"In memory of some bad days and good yarns, spent and told in this dirty room of this verminous hut in this God-forsaken village. To Hell with the Turks!"
CHAPTER VII
IN THE SHADOW OF THE BLACK ROCK
Moored under a willow tree, we were clearing what was left of the cold chicken and salad from the middle of a punt. I filled the Chambertin bottle with water and dropped it overboard. It plashed and sank noiselessly to the bottom of the Thames. From the far side of our island came the metallic strains of a gramophone, made less blatant by the soft atmosphere of the river. A passing punt-pole clacked, rose from the surface, stabbed the water and clacked again. Flies danced from the hot sunlight into the shade of the willow, and hovered over the remains of our lunch. I composed the cushions and lay down, opposite Phyllis.

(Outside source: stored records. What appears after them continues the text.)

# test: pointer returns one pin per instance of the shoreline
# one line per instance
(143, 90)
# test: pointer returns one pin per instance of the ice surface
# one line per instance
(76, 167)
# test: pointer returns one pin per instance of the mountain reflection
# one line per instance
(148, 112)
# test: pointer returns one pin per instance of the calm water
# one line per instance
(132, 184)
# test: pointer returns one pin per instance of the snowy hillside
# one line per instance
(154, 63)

But the cushions became harder and harder, and the breeze merged gradually into a stuffy, dark oppressiveness. I opened my eyes, and sat up. The head cushion, it appeared, was a sackful of kit, my white flannels were a uniform in creased and dirtied khaki, Phyllis was Alfonso the Turkish guard, and the Thames the military baths at Afion-kara-Hissar, in the centre of Anatolia.
Some ragged Turks arrived through the stone passage that led to the hot room, and began undressing. Cuthbert was talking to the bath attendant, while Alfonso lay opposite me and snored. H. and W. also snored in dissonant notes. R. was sorting out his kit. The rest of the party still slumbered silently, stretched out in twisted attitudes on the stone floor.

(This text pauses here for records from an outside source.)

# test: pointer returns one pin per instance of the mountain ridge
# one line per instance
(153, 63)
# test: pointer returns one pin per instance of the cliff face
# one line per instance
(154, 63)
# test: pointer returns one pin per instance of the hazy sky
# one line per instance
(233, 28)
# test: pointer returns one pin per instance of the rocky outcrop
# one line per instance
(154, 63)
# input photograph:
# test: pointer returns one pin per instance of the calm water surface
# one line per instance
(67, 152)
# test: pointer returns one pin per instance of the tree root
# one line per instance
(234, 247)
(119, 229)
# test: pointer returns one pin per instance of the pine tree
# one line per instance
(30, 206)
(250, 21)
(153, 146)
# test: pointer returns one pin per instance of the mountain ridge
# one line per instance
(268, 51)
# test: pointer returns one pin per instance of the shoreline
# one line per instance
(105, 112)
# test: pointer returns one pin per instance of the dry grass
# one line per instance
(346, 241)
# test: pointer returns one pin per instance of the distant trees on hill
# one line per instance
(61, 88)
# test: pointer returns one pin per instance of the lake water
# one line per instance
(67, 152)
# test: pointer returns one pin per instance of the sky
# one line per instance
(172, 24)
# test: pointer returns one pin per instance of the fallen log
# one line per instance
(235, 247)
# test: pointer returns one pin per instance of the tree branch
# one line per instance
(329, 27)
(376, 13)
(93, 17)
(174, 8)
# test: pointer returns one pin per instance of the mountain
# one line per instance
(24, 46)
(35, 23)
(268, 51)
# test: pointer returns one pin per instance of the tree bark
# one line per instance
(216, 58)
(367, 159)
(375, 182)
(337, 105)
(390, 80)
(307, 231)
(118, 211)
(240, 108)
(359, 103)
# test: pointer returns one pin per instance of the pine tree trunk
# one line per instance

Then I remembered how we were dragged from the train in the early hours of the morning, and had wandered through the streets of Afion-kara-Hissar, looking for the prison camp. Finding it closed to night arrivals, Cuthbert and Alfonso led us to the Madrissah hammam, in the courtyard of a mosque. Weary with want of sleep and the hardships of a long journey, we had slept for several hours on the floor of the outer bath-room.
Only R. had risked taking off his boots; and these had evidently disappeared, for as he searched his loud curses echoed from the domed roof. As was to be expected, all the Turks in the room disclaimed volubly any knowledge of the missing boots, so that when we moved to the prisoners' camp R. clattered along the streets in a pair of wooden sandals borrowed from the bath attendant.
A Turkish officer met us at the barrier which divided the street of prison-houses from the rest of the town, and sent us to meet the British adjutant of the camp. Cuthbert and Alfonso waved a good-humoured farewell and disappeared. With them they took our cooking pots—although we did not discover this fact until later in the day. By that time they had left Afion-kara-Hissar. We swore long and loud at the memory of the two guards, for in those days any sort of a cooking utensil was in Turkey worth at least two pounds.